Acting is what he always wanted to do. Wasn't he apprehensive of choosing Meenaxi... for a debut? "It was challenging and I had my own fears. I was initially apprehensive till I met the team. Strangely I wanted to start off on the unconventional route."
Working with an artist with a different vision was indeed an experience. "There was no static moment. There was tension and nervousness and this changed to respect in course of time. There were frustrating moments when I felt I couldn't get things right. Husain Saab speaks from a different level and I have not experienced that depth. He displays that kind of passion and has lived life very closely."
For Kunnal who grew up watching mainstream cinema, doing Meenaxi... was different. "This was poetry. It was an interesting set-up." Kunnal was not sure of making it to the film as he "made a mess of the screen test the first time. The first thing I was asked to do was to lose weight for the Jaisalmer part and that's easy for me though I didn't count the kilos I lost in a month."
Kunnal had to ensure he put in a "subtle performance.
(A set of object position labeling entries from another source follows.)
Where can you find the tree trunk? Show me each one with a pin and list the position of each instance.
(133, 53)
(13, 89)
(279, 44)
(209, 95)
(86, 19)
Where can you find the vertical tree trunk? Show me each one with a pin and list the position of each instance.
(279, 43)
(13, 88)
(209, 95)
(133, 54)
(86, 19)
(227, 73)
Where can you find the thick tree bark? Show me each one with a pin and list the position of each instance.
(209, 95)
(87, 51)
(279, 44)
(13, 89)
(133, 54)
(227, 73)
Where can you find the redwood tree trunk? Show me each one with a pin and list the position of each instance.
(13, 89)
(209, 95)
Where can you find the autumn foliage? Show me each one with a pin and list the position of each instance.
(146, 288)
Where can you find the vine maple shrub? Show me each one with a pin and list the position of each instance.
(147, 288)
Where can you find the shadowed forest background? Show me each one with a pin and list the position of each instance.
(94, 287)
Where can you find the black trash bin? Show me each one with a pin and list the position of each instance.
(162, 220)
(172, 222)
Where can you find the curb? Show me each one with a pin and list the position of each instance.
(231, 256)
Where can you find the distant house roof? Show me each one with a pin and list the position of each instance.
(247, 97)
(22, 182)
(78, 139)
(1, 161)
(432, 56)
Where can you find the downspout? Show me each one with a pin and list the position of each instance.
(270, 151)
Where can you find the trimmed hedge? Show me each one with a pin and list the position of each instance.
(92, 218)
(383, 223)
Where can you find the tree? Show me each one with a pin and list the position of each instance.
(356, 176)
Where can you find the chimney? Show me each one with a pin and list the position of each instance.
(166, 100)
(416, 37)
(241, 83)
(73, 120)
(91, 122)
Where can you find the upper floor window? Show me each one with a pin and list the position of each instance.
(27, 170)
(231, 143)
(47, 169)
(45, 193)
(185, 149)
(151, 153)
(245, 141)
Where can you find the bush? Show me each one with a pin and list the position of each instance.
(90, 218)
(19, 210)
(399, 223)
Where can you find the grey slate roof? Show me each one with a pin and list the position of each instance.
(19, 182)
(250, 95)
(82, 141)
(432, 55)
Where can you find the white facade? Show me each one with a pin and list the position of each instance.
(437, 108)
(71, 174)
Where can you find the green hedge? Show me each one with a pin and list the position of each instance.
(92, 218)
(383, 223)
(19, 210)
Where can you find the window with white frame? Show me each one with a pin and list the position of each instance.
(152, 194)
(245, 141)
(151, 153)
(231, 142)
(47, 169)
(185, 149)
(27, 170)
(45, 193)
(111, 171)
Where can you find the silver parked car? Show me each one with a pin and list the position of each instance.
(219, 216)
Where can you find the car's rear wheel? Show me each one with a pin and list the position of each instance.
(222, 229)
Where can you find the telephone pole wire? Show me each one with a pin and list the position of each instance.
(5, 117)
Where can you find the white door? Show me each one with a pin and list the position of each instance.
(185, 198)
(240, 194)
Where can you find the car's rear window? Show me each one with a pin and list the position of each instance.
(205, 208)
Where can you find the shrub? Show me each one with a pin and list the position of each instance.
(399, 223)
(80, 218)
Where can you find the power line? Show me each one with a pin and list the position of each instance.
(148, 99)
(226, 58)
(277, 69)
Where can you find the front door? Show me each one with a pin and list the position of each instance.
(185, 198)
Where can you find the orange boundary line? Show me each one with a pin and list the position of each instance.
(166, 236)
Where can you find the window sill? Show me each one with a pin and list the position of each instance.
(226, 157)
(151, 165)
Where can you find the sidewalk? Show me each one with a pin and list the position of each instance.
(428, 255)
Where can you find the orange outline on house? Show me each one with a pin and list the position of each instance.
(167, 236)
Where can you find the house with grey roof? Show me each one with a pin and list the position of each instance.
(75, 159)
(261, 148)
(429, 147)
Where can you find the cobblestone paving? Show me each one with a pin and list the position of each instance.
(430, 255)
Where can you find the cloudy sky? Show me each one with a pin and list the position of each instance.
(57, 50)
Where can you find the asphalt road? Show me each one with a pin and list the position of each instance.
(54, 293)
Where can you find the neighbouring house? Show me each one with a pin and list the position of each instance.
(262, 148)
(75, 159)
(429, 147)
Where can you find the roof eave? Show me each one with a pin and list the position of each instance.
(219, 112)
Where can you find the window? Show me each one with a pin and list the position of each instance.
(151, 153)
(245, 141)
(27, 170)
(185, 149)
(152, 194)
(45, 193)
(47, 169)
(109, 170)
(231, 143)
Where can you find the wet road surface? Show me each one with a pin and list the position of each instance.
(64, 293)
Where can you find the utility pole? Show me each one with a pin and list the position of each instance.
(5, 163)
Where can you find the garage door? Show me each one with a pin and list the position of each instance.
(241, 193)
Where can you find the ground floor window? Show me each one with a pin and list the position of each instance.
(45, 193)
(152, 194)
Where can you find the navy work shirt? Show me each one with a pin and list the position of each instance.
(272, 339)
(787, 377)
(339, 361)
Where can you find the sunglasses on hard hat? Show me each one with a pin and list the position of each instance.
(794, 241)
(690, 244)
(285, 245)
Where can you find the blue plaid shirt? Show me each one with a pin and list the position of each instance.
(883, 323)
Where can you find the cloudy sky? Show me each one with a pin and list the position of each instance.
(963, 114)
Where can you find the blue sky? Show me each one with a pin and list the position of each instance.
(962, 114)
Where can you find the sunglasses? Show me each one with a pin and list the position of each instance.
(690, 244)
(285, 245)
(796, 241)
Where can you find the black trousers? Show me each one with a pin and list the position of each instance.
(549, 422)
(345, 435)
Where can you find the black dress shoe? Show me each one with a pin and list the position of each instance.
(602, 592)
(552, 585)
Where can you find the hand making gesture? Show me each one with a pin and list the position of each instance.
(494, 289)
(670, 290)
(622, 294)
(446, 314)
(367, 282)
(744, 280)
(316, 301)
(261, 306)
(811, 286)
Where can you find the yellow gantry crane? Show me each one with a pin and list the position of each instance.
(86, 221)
It's easier to get angry or show any other emotion. Doing what I had to do was difficult. There was a lot of nervous energy and it got channelised over a period of time and I got used to it."
Working with Tabu was a good experience. "She's a normal person and that is reflected on the screen. There were no ego hassles." "When I look back and romanticise on the film it's all very beautiful. I have got appreciation but there were moments when I felt `can I or can't I'," says Kunnal. It was after working with Rakesh Mehra that Kunnal found the place he wanted to be. "Rakesh gives every one a lot of space.
There was a lot of community feeling. I enjoyed the haphazard atmosphere of the sets. It was a good learning ground." Next Kunnal will be seen in a bi-lingual film Rang de Basanti (Paint it Yellow in English) to be directed by Rakesh Mehra.
"The film, based in Punjab and Delhi, has four protagonists - Aamir Khan, Atul Kulkarni, myself and the fourth one is yet to be finalised.
This script was being written when I was assisting Rakesh. I am playing the character I wanted to portray at that time. This film will go on the floor in September," says Kunnal, without revealing much about the film. "It's too early to talk about it."
Kunnal is not rushing into signing films. "I am reading scripts like the cliché goes but I have rejected many. I do not want to do many shifts at a time. I'd rather do one movie at a time." His family is happy because he has settled down finally.
This Mumbai-born-and-bred lad (who is trained by Kishore Namit Kapoor) did street theatre with Barry John for a while in Delhi. Right now he is working with Naseeruddin Shah's theatre group.
He stepped in as replacement for an actor in Manto Ismat Haazir Hai (based on stories of Manto and Ismat's) and another one based on Premchand's short stories. The latter will be premiered in May at Prithvi Theatre.
Reading is something Kunnal cannot resist. "I read anything." He maintains a diary where he pens his experiences of the day. "I look forward to the end of the day to do this".
Life is looking up for Kunnal Kapoor. Is it going to be just movies, movies and more movies? "There's no doubt that movies give you a great high and reach out to more than you can imagine.
They also give you name, fame and glamour. But I want to do just acting, acting and more acting."